Rumor, Belief, and Magic - 06/27/09
A simple human experiment was invented by a German psychologist over a century ago. My first encounter with it was in a military science class in undergraduate school (I was ROTC).
The purpose of the experiment is to show how information changes as a story or set of "facts" passes from person-to-person. Here's how it works: A person is read a short story. He tells that story to a second person. The second person tells the story to a third. The third to a fourth and so on. The last person then tells his version out loud and it is compared to the original. In every case, the last telling is different from the original story, and sometimes very different.
The experiment also shows how rumors generate, and enlarge, and the imperfections of communication. I believe it was Ortega y Gasset who wrote about the latter, arguing that communication is always imperfect. So: I write what I mean, and mean what I write. Why don't you, the reader, get it? Because I write what I mean, but you read what you think I mean; that is, you read what I've written in the context of your own understanding and experience. There can be and probably are significant variations between my meaning and yours, so what you think I meant can be different from what I intended to mean.
Thus, I or anyone can generate a rumor (accidentally or intentionally) which may over time become "fact" in the minds of those who hear the latest version of it.
-At a commission meeting I hear Commissioner Ganz make a comment that not enough backup material is included in the commissioners' packets.
-I tell Marge, I think Bill is mad at Mahaney because he doesn't provide the commissioners with enough background information.
-Marge tells Barb, Jeff says Bill is angry with Mike.
-Barb tells Pam, Jeff says Bill doesn't like Mike.
-Pam tells Tom, Jeff says Bill isn't satisfied with Mike.
-Tom gets back to me and says, I understand you think Bill wants the fire Mike.
This is how "disinformation" works too. Rumors or falsehoods are planted, sometimes in regular news stories. Eventually, if repeated enough, they become "fact" with some people. The propagandists know how the process works and exploit it to create operating mythologies in which the public believes. Here's a recent local example: "Everybody" believes that the parking lot at the Cove is packed day-in and day-out. "You can't ever find a parking spot" is the mantra of this belief. Yet, some people went down to the Cove every day and took pictures to document what they saw. The pictures showed there's almost always plenty of available parking. Why do so many people believe the opposite? I think it's because the "fact" that the parking lot is full most of the time has been said so many times, people see it as truth. It's a trick.

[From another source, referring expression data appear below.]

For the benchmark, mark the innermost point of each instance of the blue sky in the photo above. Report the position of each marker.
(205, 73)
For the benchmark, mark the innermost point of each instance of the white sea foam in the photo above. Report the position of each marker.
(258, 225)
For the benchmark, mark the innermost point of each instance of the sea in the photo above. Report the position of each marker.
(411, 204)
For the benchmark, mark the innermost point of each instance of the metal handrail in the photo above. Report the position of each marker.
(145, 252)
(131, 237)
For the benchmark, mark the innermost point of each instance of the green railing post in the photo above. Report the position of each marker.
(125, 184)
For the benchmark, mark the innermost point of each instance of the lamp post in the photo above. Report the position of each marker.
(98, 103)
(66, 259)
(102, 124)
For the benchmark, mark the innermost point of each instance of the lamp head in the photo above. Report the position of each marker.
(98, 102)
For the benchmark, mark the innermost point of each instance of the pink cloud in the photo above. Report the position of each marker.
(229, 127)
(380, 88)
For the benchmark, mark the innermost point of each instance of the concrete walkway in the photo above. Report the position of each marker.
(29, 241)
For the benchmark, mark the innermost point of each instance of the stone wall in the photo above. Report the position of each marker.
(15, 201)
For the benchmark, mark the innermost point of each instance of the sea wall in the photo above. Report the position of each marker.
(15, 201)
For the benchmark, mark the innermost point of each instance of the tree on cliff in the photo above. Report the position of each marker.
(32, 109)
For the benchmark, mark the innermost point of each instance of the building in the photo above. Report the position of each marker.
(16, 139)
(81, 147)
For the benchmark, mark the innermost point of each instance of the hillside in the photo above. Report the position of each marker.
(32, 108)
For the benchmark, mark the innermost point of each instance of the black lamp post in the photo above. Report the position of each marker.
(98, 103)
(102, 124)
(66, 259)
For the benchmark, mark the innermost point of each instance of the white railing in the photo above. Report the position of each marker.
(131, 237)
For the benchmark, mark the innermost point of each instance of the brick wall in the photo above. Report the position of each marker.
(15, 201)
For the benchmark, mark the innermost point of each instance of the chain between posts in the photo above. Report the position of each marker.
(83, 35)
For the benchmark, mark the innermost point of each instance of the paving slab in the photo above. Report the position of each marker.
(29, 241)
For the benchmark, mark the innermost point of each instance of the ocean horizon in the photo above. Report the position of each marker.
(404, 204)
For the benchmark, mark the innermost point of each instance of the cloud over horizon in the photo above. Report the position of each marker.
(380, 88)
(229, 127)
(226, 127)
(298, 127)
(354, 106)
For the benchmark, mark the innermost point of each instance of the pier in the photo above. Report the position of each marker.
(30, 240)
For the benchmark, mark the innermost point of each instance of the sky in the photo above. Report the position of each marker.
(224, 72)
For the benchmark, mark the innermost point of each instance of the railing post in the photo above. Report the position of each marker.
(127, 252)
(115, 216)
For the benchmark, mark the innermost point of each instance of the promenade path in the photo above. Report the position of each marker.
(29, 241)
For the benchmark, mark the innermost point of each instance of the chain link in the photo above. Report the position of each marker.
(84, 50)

Likewise, local news stories about the projected Cove improvements focused on the people who don't want the project to go forward. But persons who attended the meetings and workshops know that most merchants and property owners at the Cove support the improvements. People who did not attend these meetings might believe most oppose the project if the sole source of their information is the local news coverage. Not by lying, exactly, but by omitting relevant information, the reporter is able to create an "illusion" as to what the consensus is; and, in effect, to trick the minds of readers into believing something false is true, without even stating the falsehood.
This, in fact, happens all the time, even in the regular media.
Scientists are studying stage magic to see how it works -- not the exact mechanics, but why people believe what they see.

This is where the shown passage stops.